Alla storia classica del giovane uomo cresciuto tra le scimmie ha messo mano David Yates, il regista degli ultimi capitoli della saga di Harry Potter, provando a ribaltare la prospettiva e a raccontare un eroe adulto che cerca di lasciarsi alle spalle il passato. Così, in The Legend of Tarzan troviamo Tarzan, alias John Clayton III (Alexander Skarsgård), in Inghilterra, sposato con Jane (Margot Robbie), ma ancora in conflitto con se stesso: il suo passato tra i gorilla, mostrato in brevi flashback, condiziona il suo presente, impedendogli di essere un lord inglese tout court. 



Quando il Primo Ministro gli chiede di tornare in Congo per conto del Parlamento, John/Tarzan esita. Jane sembra felice di tornare nella terra che ha imparato ad amare, mentre lui non sente più di appartenere alla giungla e vorrebbe rifiutare. Interviene allora George Washington Williams (Samuel L. Jackson), un personaggio storico, prima vera mossa rischiosa del film, perché la dimensione fiabesca prova a inserirsi in un contesto reale. Vinta la classica riluttanza dell’eroe, Tarzan accetta e raggiunge il Congo, dove i colonizzatori sfruttano le miniere di diamanti e schiavizzano la popolazione, e si ritrova a lottare per salvare la sua famiglia e il Paese stesso. 



Partendo dal personaggio di E.R. Burroughs, Yates ha scelto di divulgare attraverso Tarzan un messaggio contro lo sfruttamento e a favore del rispetto dei diritti umani e dell’ambiente. L’intenzione è nobile e il film intrattiene quanto basta, combinando azione, avventura, fascino della natura, cattiveria umana e momenti romantici, anche se la resa scenica non è perfetta e la differenza tra realtà e CGI si vede. 

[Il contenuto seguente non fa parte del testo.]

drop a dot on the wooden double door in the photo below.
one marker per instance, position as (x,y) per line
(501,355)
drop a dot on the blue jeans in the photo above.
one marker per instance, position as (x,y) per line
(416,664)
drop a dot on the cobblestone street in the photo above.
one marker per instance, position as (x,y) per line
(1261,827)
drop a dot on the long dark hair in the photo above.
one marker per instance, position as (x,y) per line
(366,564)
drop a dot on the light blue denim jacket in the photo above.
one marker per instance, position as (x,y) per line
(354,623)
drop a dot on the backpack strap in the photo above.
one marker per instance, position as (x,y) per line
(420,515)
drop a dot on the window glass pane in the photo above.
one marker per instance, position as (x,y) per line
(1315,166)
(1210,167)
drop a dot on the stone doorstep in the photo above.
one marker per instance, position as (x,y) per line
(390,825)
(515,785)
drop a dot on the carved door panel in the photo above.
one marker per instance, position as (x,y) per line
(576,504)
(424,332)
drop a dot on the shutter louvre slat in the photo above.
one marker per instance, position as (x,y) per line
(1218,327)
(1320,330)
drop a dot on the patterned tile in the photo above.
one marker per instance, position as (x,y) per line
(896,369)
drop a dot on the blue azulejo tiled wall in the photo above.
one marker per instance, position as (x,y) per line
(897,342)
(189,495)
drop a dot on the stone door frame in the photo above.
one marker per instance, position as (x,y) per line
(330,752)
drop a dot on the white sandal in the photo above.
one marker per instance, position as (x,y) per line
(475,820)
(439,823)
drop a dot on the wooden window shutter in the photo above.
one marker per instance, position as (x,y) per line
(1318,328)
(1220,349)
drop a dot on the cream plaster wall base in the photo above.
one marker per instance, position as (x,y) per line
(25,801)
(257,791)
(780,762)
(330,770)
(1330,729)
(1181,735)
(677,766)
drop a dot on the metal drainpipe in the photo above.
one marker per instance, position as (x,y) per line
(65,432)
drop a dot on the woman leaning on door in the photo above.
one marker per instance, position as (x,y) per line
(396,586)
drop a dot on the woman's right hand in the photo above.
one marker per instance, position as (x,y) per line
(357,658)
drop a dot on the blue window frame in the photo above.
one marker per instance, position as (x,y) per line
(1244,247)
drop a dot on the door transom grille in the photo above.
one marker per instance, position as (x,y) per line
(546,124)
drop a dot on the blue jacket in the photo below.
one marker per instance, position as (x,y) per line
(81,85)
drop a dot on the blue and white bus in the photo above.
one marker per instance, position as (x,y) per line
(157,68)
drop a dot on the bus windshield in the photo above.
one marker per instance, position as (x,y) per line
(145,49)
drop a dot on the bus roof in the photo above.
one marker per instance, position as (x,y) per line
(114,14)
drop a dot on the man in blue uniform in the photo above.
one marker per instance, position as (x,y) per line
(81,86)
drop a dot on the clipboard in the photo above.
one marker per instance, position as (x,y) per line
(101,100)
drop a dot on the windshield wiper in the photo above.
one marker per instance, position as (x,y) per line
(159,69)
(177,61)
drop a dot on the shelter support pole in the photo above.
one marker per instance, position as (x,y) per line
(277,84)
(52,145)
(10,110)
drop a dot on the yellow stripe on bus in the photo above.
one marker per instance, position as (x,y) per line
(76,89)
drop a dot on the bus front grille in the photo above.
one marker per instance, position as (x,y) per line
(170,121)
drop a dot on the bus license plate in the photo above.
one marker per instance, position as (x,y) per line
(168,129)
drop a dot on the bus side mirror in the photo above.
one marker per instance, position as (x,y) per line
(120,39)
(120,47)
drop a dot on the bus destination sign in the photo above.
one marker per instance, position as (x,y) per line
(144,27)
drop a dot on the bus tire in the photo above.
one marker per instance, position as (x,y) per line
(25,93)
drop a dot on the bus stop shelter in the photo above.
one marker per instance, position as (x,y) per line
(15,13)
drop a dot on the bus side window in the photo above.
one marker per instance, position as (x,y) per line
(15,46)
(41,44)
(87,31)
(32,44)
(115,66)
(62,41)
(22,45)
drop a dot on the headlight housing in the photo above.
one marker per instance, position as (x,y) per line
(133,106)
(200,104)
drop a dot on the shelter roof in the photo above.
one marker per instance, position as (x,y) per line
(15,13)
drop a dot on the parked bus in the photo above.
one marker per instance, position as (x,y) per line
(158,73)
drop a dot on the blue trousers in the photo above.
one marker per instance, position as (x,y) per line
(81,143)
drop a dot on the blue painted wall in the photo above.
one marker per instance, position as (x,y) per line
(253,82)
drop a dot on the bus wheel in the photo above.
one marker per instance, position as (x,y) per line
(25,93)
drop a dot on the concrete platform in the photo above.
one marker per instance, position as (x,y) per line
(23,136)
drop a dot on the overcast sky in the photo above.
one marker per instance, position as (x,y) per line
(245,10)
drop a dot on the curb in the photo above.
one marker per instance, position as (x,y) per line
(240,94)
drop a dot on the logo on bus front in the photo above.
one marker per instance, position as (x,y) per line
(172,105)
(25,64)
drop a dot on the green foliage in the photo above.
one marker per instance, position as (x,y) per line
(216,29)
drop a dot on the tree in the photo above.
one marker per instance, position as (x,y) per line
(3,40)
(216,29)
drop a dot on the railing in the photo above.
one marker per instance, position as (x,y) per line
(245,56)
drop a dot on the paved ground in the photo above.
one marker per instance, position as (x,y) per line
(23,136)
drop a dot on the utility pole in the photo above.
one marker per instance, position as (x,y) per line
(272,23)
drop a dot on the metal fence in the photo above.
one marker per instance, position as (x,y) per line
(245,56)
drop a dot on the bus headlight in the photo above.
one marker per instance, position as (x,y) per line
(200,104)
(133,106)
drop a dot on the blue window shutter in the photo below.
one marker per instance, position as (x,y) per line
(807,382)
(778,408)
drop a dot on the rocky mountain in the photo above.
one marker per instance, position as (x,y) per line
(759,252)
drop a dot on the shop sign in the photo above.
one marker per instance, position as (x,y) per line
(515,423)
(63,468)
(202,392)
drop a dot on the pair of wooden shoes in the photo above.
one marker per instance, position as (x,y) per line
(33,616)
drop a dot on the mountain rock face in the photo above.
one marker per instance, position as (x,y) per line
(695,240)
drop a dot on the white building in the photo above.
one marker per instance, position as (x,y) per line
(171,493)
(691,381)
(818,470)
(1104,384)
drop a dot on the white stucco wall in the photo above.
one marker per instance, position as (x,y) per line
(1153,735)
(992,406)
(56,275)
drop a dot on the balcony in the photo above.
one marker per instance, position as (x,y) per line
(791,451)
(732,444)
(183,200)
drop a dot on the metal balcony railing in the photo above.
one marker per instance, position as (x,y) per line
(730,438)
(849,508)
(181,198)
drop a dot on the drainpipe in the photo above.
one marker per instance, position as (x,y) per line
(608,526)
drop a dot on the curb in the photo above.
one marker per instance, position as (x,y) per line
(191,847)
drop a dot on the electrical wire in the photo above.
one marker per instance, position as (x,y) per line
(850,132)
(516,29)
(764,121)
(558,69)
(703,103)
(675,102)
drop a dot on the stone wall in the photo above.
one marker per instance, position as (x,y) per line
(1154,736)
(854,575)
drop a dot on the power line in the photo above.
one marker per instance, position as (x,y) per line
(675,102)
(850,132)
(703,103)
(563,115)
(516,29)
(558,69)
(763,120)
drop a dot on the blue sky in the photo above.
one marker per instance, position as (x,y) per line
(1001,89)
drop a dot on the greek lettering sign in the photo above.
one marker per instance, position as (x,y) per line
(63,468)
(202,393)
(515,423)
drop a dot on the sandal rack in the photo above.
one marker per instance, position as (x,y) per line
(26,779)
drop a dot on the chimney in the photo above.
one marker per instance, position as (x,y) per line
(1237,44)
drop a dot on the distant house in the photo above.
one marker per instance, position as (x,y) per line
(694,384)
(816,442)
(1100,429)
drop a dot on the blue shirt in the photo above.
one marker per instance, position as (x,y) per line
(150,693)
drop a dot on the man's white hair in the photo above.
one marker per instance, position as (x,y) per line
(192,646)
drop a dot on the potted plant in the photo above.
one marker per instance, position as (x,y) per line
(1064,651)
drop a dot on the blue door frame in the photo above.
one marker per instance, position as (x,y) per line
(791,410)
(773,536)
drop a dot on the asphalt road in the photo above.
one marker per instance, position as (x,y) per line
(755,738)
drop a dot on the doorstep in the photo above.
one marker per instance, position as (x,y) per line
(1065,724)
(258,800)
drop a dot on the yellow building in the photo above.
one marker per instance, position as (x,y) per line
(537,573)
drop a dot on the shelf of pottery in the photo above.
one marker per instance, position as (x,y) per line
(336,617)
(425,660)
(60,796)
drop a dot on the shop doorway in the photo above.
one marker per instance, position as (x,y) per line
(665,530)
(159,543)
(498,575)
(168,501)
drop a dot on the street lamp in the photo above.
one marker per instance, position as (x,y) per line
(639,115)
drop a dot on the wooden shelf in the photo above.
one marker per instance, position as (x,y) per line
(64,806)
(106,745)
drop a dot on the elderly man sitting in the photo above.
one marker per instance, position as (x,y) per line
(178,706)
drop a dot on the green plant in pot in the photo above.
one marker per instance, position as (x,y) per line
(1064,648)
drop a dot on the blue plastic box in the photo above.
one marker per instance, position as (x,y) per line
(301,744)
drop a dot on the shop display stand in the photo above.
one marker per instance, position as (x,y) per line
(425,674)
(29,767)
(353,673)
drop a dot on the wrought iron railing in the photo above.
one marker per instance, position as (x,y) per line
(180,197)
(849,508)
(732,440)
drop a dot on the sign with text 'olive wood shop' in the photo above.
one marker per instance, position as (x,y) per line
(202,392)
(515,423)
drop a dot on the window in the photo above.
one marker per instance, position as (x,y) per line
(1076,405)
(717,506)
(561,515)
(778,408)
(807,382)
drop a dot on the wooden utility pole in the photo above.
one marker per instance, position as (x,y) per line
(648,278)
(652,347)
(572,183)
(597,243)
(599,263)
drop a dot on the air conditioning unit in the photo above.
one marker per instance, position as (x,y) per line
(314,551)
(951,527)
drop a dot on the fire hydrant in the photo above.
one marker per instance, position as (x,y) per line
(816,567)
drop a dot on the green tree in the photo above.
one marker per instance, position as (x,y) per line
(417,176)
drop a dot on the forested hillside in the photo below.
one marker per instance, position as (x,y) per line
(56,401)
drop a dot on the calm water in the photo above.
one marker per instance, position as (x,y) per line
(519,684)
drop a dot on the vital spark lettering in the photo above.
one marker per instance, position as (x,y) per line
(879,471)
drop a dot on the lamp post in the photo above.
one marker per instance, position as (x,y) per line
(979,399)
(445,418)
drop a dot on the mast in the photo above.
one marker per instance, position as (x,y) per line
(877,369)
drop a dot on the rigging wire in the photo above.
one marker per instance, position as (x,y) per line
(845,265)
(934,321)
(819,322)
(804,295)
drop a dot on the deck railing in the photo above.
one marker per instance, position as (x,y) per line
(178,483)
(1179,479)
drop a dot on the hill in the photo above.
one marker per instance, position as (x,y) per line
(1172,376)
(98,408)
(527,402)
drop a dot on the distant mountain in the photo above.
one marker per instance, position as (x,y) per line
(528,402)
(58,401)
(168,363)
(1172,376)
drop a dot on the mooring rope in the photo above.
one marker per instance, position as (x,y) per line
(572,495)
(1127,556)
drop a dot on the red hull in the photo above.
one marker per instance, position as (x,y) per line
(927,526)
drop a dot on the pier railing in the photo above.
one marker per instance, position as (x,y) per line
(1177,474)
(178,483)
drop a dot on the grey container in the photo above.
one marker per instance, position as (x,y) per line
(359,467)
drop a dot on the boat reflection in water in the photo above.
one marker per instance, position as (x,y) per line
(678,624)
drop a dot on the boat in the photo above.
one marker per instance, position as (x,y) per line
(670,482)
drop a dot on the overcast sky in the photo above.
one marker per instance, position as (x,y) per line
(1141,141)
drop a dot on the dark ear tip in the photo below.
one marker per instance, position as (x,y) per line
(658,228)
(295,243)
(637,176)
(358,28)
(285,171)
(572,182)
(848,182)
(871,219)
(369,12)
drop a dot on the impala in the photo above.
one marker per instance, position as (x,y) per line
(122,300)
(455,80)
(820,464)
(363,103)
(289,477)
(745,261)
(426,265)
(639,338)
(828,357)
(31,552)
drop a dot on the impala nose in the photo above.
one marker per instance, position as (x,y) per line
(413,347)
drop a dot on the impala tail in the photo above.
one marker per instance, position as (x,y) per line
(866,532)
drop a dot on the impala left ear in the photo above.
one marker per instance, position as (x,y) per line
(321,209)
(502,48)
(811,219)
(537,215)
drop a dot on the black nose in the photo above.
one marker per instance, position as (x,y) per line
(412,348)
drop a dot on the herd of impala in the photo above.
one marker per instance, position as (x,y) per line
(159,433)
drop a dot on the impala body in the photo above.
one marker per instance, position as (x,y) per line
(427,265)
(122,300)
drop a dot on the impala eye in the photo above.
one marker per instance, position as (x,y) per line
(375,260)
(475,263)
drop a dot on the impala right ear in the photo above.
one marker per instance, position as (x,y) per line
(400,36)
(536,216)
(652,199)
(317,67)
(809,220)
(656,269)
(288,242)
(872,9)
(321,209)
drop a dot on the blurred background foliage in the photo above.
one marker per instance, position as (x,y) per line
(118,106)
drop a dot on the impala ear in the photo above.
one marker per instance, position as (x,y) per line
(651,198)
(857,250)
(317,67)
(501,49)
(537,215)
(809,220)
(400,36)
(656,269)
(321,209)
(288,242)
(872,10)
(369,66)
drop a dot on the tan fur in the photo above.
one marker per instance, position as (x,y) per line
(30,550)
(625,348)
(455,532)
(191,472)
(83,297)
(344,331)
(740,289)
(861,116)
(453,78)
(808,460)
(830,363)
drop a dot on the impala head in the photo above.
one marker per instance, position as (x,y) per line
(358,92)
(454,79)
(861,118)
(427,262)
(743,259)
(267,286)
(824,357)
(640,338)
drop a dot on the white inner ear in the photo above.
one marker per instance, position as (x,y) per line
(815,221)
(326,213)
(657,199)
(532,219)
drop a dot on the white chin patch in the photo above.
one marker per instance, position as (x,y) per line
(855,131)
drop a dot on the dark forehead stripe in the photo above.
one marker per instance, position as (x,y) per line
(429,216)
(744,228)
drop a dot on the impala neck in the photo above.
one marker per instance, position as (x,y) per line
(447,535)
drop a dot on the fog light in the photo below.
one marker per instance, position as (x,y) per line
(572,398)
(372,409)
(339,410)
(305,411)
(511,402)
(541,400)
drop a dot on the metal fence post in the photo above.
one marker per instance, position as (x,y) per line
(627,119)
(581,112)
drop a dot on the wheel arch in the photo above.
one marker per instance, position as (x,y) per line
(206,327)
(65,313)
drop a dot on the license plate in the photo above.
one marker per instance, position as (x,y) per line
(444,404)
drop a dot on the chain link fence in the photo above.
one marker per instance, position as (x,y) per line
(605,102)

Jane protesta di non voler essere la classica fanciulla da salvare, ma, in effetti, è proprio quello il suo ruolo, mentre gli animali della giungla (ricreati al computer) diventano le forze del bene che aiutano l’eroe a fare giustizia. Tarzan ha una sua profondità psicologica, ma anche, naturalmente, le caratteristiche che lo avvicinano ai supereroi: velocità e destrezza nel muoversi tra gli alberi, una forza incredibile e una particolare connessione con gli animali. 



Il cattivo, che ha il volto di Christoph Waltz, è il braccio destro di Leopoldo II del Belgio, contro cui si schierano Tarzan e i suoi alleati, compreso il “fratello” gorilla che lo perdona per avere abbandonato il loro mondo. E alla fine la natura vince, o meglio, dimostra agli uomini che esiste un altro modo di vivere, senza conformarsi ai modelli, abbracciando l’uguaglianza invece delle divisioni.

Come spesso accade in questo genere di film, il finale è troppo semplicistico e non riesce ad andare oltre l’entertainment: anche se siamo tutti contenti che Tarzan trionfi e viva felice con la sua bella moglie, la sensazione di assistere a una storia dagli sviluppi (molto) prevedibili spegne l’entusiasmo, lasciandoci in compagnia di una storia avventurosa, piacevole, ma non certo memorabile.